Une communication professionnelle

L’organisation de l’EI a su mettre en place une communication efficace à portée globale. Tout d’abord, le centre de média Al-Hayat, créé en mai 2014, est un véritable outil de propagande. Il propose toutes sortes de contenus : d’un côté, des images et vidéos très violentes mettent en scène des décapitations, pendaisons, crucifixions ; de l’autre, la série de vidéos Mujatweets montre l’organisation sous un autre visage, aidant les populations locales. Dans le même ordre, le magazine en ligne Dabiq propose des mises à jour régulières de tous les « succès » du groupe. Tous ces contenus sont proposés, en sous-titre ou doublage, en anglais, d’où son exploitabilité dans le monde entier et son impact sur le recrutement international. 

Le groupe a véritablement réussi à exploiter les médias sociaux. Même si depuis la prise de Mossoul, certains contenus ont été supprimés de la toile comme les comptes Twitter en Français, Anglais et Allemand, la plupart des ressources sont encore facilement accessibles au grand public. De plus, le relais d’une part de ce contenu dans les médias participe à ce processus de propagande indirectement. En effet, si les médias occidentaux prennent le soin de spécifier « film de propagande de l’EI », il est pertinent de s’interroger si, finalement, la diffusion de ce message n’augmente pas sa portée. 

Les objectifs de cette propagande sont clairs. Tout d’abord, elle permet à l’organisation de convertir certaines personnes à sa cause et ainsi augmenter, certes, le nombre de combattants mais aussi la sympathie vis-à-vis du mouvement et de ses idées internationalement. Aussi, par la diffusion de messages violents et de haine, le groupe installe la peur dans le camp de ce qu’il considère l’ennemi. Cette approche peut aussi, sur le long terme, instrumentaliser et développer un rejet global des musulmans de la part des Occidentaux. Ce processus est dangereux puisqu’il peut créer une stigmatisation de l’Islam, qui n’a pas lieu d’être, et qui ne ferait qu’augmenter la rancœur de l’organisation de l’EI et des autres groupes djihadistes envers l’Occident. Cette instrumentalisation a déjà été utilisée, dans l’autre sens, par l’ancien président américain G.W Bush avec sa définition de « l’axe de la terreur » et n’a que contribué à renforcer l’incompréhension entre différentes cultures. Enfin, si ces objectifs semblent communs à d’autres organisations djihadistes, la nature et l’impact de la communication mise en place dépasse de loin ceux des autres groupes, notamment Al-Qaeda.
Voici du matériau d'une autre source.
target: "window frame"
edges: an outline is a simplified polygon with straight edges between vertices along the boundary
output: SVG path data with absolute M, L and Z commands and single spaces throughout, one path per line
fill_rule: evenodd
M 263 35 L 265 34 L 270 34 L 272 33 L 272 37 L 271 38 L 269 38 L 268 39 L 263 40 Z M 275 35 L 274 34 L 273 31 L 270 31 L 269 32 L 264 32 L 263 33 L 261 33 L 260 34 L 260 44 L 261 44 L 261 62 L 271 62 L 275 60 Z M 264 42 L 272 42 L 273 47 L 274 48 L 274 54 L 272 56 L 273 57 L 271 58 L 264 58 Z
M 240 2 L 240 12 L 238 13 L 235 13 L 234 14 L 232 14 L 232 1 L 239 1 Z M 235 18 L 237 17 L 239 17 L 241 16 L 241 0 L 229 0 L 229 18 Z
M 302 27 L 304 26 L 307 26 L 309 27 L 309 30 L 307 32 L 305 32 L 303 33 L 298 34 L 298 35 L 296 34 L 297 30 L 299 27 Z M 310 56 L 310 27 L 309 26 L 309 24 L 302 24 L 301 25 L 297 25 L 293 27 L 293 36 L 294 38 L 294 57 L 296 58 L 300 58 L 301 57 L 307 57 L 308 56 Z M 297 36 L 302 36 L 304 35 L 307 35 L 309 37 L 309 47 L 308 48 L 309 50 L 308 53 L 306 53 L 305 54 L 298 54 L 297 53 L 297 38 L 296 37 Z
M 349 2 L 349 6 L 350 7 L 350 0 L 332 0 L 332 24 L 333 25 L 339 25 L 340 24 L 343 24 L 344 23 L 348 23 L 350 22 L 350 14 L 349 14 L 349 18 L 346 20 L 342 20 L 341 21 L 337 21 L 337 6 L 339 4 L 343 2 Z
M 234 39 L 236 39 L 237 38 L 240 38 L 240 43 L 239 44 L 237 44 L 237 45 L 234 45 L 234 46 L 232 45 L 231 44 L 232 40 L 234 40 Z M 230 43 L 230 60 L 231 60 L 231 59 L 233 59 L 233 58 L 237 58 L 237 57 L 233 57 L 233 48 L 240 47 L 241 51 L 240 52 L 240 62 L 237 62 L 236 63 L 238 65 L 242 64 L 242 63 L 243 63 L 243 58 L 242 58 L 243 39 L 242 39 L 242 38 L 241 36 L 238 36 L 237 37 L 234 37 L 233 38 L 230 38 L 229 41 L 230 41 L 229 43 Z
Il est donc clair que cette organisation est atypique à bien des égards et présente une réelle menace sur la stabilité de la région, mais aussi internationalement, avec le problème du retour des combattants étrangers dans leurs pays d’origine. Comme le souligne la Résolution 2170 adoptée par le Conseil de Sécurité des Nations Unies le 15 août 2014, « le terrorisme constitue l’une des menaces les plus sérieuses contre la paix et la sécurité internationale ». Toutefois, il est important de ne pas surestimer la capacité de l’organisation de l’EI. Deux majeures faiblesses apparaissent aujourd’hui. D’un côté, la capacité militaire du groupe semble limitée à long terme, d’un point de vue matériel et humain. D’un autre côté, la réaction de la population se trouvant sur le territoire contrôlé par le groupe est à observer avec attention. Même si, jusqu’à présent, il semble qu’il n’y ait pas eu de résistance significative et globale de la population, cela peut changer très rapidement face au manque d’argent dans les régions contrôlées et à l’utilisation d’une violence exacerbée des membres du groupes contre la population elle-même.